Teaching ChatGPT to sort search results, one permutation at a time
An EMNLP 2023 Outstanding Paper that treats LLMs as ranking agents rather than answer generators, with a clever sliding-window hack to beat context limits.

What it does
RankGPT reframes search re-ranking as a permutation problem: instead of scoring passages individually, it asks ChatGPT or GPT-4 to output the correct order of candidate passages for a query. The repo provides a lightweight pipeline, sliding-window strategy for long lists, and evaluation scripts against standard IR benchmarks.
The interesting bit
The sliding window trick is the real mechanic. LLMs have token ceilings; you can’t feed them 100 passages at once. RankGPT ranks from back to front in overlapping windows (e.g., size 20, step 10), letting the model iteratively bubble the best results upward without ever seeing the full list simultaneously. It’s bubble sort with an API key.
Key highlights
- Won EMNLP 2023 Outstanding Paper; code matches the published work
- Supports multiple backends via LiteLLM (Azure, Claude, Cohere, Llama2)

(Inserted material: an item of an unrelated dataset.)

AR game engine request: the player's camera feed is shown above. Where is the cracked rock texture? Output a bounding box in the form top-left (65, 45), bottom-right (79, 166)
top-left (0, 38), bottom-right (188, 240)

- Includes 100K ChatGPT-generated permutations on MS MARCO for training smaller models
- Provides a “NovelEval” test set designed to evade LLM training-data contamination
- Ships with pyserini integration for end-to-end retrieval-to-rerank evaluation
Caveats
- Core dependency on proprietary APIs (OpenAI, etc.) for the actual ranking; open-source LLMs only enter via a later “Instruction Distillation” add-on
- README truncates mid-table for the 100K dataset links, so some download details are cut off
Verdict
Worth a look if you build search pipelines and wonder whether LLMs can replace your learned ranker. Skip it if you need a fully open, production-ready reranker without API costs or latency concerns.